What does your best single model score in the leaderboard?

Which are the most useful information or rules in the dataset?

My approach is based on Factorization Machines with MCMC inference. I didn't really use ensembles, but tried to develop a single stand-alone model. Besides the obvious features of user and item id, user attributes helped a lot (especially keywords and followers from the social graph). The third kind of features that were very important for my approach are sequential features, e.g. duration of a session, session index, etc.

A single FM model (no ensemble) with the above mentioned features scored 0.42833 (public score) / 0.41582 (private score). My final score uses an ensemble of two variants of this model. Due to MCMC inference, I didn't had to search for regularization parameters or learning rates. The model mentioned above was computed in about a day -- I used an improved MCMC algorithm for speeding up the Gibbs sampler of libFM 1.3.

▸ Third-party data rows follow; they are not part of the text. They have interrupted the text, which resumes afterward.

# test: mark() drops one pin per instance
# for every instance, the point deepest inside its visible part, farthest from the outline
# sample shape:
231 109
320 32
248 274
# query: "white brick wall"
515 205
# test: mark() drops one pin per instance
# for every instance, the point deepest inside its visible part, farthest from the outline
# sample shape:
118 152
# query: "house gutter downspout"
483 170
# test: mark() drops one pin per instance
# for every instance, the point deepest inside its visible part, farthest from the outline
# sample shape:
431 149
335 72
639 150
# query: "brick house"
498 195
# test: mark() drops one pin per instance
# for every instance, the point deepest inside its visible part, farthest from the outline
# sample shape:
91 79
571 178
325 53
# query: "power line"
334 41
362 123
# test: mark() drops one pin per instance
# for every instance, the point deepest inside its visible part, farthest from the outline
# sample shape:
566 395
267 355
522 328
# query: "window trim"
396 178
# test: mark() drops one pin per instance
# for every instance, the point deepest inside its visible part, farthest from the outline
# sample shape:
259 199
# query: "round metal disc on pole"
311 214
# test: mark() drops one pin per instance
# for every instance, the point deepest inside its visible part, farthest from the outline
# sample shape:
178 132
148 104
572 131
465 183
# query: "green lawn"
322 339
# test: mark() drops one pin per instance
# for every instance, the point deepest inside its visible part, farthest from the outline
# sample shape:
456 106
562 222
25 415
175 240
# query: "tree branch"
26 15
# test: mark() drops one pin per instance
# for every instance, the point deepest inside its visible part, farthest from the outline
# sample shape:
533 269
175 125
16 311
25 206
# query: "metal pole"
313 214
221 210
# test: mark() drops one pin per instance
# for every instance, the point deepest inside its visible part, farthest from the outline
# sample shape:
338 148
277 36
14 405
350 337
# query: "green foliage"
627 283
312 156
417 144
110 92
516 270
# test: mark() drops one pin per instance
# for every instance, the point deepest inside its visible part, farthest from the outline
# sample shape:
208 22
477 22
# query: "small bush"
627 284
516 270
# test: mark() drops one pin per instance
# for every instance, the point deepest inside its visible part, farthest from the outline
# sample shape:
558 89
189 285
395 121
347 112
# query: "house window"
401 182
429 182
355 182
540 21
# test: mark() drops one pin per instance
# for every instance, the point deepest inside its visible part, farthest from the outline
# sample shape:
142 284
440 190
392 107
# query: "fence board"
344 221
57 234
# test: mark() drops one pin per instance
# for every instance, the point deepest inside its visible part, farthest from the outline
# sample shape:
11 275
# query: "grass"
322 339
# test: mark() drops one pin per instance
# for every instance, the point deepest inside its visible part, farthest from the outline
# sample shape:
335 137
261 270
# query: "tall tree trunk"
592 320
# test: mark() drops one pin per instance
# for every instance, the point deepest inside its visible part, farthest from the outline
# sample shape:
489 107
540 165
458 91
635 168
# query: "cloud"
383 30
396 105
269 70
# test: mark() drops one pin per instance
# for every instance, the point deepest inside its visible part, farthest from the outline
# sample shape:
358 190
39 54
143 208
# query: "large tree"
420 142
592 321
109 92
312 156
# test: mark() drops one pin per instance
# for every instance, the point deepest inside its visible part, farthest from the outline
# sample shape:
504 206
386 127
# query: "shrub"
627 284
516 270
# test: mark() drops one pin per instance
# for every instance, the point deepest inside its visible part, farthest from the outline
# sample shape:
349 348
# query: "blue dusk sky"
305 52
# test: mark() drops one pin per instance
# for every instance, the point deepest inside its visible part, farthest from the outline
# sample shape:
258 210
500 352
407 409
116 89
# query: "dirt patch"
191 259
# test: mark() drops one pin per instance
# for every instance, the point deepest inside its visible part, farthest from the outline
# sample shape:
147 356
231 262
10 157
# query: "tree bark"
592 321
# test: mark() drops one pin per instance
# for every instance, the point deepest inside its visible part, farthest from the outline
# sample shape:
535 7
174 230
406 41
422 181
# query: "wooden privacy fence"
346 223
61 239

It's quite interesting that ensemble methods do not work in our experiments as well, indicating something special about this dataset.

the results are awesome!

1) Can you tell us how the factor model is trained? How many epochs?

2) Do you just use stochastic gradient descent on the raw target values?

3) Do you minimize the MSE during training?

We use SGD for our factorization model, an expotentially decayed learning rate is used. We use a validation set to get the best round, and seems it works consistent on test set.

Directly optimize pairwise rank will be a better choice than MSE optimization. We also tried to directly optimize MAP using LambdaRank .

Factorization models are powerful, but are not perfect, so we do not use a purely factorization model approach.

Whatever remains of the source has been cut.